I like the scene in Babylon 5.

"You would trade your life for his? I thought you had destiny? Is that destiny not worth one life?"
"I fall, another will take my place, and another, and another."
"But... your great cause!"
"THIS is my cause! Life! One life, or a billion, it's all the same!"
"Then you make the sacrifice willingly. No fame, no armies or banners or cities to celebrate your name; you will die alone and unremarked... and forgotten."

I think that's the essence of heroism. At least, the model of heroism that I like best. :)

(Edit: watching the ep to get the quote right. Just ran across this next one:)

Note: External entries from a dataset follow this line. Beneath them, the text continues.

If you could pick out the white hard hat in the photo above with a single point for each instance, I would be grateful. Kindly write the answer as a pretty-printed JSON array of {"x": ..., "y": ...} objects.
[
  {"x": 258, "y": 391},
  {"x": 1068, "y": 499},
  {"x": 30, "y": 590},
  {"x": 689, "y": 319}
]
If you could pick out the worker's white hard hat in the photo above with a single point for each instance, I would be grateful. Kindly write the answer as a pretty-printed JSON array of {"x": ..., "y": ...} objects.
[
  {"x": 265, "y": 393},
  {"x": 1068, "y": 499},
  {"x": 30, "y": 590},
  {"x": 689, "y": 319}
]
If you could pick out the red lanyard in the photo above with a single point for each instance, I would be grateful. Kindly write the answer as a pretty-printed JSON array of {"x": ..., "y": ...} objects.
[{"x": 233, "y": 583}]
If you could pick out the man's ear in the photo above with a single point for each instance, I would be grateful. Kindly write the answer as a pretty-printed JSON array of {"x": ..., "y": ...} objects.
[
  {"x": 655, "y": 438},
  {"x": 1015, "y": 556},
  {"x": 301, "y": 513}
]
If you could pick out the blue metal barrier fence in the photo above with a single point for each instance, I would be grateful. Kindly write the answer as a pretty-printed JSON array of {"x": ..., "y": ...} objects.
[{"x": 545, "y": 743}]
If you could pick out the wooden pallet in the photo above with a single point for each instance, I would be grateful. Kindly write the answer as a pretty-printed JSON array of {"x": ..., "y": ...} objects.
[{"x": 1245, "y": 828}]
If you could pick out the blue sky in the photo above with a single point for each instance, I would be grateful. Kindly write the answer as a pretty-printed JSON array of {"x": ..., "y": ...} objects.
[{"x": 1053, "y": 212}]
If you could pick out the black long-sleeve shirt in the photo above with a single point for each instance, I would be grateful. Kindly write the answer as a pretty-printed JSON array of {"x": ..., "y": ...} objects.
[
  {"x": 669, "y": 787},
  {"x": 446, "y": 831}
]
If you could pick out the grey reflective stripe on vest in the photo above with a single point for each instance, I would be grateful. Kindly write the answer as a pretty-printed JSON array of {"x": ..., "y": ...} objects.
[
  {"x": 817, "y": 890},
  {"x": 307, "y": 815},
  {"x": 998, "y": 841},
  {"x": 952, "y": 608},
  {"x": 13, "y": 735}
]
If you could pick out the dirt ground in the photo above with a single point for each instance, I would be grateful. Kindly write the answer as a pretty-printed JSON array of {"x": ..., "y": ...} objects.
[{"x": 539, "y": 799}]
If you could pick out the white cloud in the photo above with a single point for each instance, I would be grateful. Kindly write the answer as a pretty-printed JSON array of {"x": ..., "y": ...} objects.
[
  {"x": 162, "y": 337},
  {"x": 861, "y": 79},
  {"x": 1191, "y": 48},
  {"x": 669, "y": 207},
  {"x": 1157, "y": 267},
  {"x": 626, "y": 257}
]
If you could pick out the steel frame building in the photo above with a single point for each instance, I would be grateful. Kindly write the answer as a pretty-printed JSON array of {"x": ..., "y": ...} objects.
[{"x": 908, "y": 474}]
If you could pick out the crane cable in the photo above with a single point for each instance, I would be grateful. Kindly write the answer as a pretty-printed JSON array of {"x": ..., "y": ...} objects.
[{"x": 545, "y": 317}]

"No greater love hath a man than he lay down his life for his brother. Not for many, not for glory, not for fame - for one person, in the dark, where no-one will ever know or see."

Excellent references! Yes I agree that Captain Sheridan may well be the epitome of a hero.

As for Death Jester, I would suggest that even in the D&D paradigm, an evil character or being can be a hero, but probably not a Hero. A vigilante can be a hero by freeing the town of evil people, the people of fear, but he will likely never become a capital H Hero on the order of King Arthur, Aragorn.
 

To me more than anything, a hero is one who places the needs of others above their own needs. And this relates more to the intent of the person/character than their success.

If a character threw themself between a child and a charging orc, I'd call them a hero...no matter what happened to that character next.

If a character took all they got from the latest dungeon crawl and used it support the needy in the community, I'd call them a hero.
 

Henry said:
There are always exceptions (it's kind of hard for me to call, say, Hitler's bodyguards "heroic")

Standing around bored in the Wolf's Lair isn't particularly heroic, but I've read "Assault Battalion Wotan" by Leo Kessler where the protagonists are members of the Adolf Hitler Bodyguard (Leibstandarte) Division of the SS, and they are certainly presented as 'heroic' in terms of bravery, ingenuity, fortitude, willingness to die for a cause beyond themselves, etc. The main character is even softened a little by showing disdain for the likes of the Totenkopf SS (the death camp guards). Of course the characters are still more Lawful Evil than Lawful Good, in D&D terms, but I think you can be heroic while on the 'wrong' side. In fact IRL heroes can fight each other while representing two opposed positions both of which have considerable merit, and still be just as heroic as if it were totally Good vs Evil.